The SHC directed the provincial government to take all-out efforts for training and capacity building of investigators and prosecutors in such cases.
A single-judge bench headed by Justice Omar Sial observed that it was a gender-based violence case and the police did not investigate it well.
A sessions court had sentenced Habibullah to life imprisonment in April 2019 for killing his 28-year-old wife, Aqeela Bibi, at their home within the remit of the Mobina Town police station in September 2011.
Rejects appeal against life term of man who killed wife
The convict, through his lawyer, approached the SHC impugning the trial court order and after hearing both sides the bench dismissed his appeal.

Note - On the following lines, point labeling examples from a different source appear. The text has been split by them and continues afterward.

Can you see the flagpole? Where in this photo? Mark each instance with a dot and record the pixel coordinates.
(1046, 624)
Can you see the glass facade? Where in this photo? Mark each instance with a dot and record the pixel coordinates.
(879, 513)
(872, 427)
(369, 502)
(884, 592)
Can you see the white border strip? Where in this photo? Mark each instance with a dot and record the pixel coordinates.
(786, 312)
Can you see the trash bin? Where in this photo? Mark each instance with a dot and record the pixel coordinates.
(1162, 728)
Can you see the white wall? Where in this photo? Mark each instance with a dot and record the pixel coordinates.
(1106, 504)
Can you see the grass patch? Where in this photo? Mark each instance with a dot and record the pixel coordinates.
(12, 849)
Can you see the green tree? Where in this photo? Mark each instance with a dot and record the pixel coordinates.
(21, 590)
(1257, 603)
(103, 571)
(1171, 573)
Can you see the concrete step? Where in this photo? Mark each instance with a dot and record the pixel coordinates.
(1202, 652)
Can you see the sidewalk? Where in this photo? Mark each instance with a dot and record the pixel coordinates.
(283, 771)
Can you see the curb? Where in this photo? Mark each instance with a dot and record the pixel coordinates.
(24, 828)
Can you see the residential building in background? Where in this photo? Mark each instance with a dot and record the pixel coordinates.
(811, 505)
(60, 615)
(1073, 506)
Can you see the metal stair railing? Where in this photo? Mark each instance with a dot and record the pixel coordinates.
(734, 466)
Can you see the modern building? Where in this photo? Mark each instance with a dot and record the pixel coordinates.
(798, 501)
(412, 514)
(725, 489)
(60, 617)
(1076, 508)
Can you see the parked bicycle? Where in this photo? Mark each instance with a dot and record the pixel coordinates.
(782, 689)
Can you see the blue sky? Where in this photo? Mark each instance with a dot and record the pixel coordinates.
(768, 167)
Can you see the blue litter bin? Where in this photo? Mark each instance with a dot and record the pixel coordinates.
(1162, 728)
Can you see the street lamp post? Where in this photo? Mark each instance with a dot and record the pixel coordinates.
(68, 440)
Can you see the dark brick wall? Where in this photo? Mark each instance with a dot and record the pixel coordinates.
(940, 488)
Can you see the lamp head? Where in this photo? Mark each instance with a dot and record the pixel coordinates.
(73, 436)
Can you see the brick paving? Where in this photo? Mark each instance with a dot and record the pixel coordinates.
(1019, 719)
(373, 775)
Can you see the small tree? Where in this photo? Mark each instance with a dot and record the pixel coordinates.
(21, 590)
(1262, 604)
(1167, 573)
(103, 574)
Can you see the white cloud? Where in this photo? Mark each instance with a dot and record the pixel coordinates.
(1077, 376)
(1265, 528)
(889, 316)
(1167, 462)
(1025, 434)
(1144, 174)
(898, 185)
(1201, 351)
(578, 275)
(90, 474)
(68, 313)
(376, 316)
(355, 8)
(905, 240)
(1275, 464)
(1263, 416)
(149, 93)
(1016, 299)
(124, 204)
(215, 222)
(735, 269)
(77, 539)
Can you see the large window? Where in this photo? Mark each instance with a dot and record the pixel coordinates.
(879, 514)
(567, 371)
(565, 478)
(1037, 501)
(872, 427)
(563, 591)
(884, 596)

The bench in its verdict observed that if it just looked at the case while eliminating the circumstances surrounding the incident, then in all probability the appellant deserved to be acquitted, but it’s a gender-based violence case and it demanded to be looked at differently though such circumstances had not perfectly been documented or investigated.
It further noted that the appellant’s wife was hammered to death in the middle of the night in the couple’s bedroom and the appellant ran away leaving behind his four children and absconded for a period of seven years.
Though the victim and the appellant had been married for a number of years, their relation was marred by conflict, maltreatment and physical and emotional abuse, it said.
The court stated in the order, “Lethal violence against women and girls in the house looks to be a more difficult problem to solve than killings of women and girls outside the home. One of the most extreme examples of gender-based violence is the murder of women and girls by intimate partners or other family members — people they would typically be expected to trust.”
The bench said that it has been noticed with concern in many cases that the police lacked the specific investigation skills, training and the mindset to deal with such crimes as investigators did not look at these cases from a gender lens and mostly not gathered meaningful evidence and seemed to treat such cases casually.
It also noted that the prosecutors were also lacking interest in these cases since the charge sheets were not being meaningfully reviewed and apparently many prosecutors quite mechanically forwarding such cases to the courts.
“I have taken into account that there is no eyewitness and that the crime weapon was not produced in court. I have also taken into account what the appellant said in his defence. I am of the view that when the dead body of the appellant’s wife was found in their bedroom, in the circumstances in which it was, the onus of proof had shifted on the appellant to give a reasonable defence. His defence, in my opinion, was unbelievable and perhaps even absurd. I find no reason to interfere with the wisdom of the learned trial judge,” it concluded.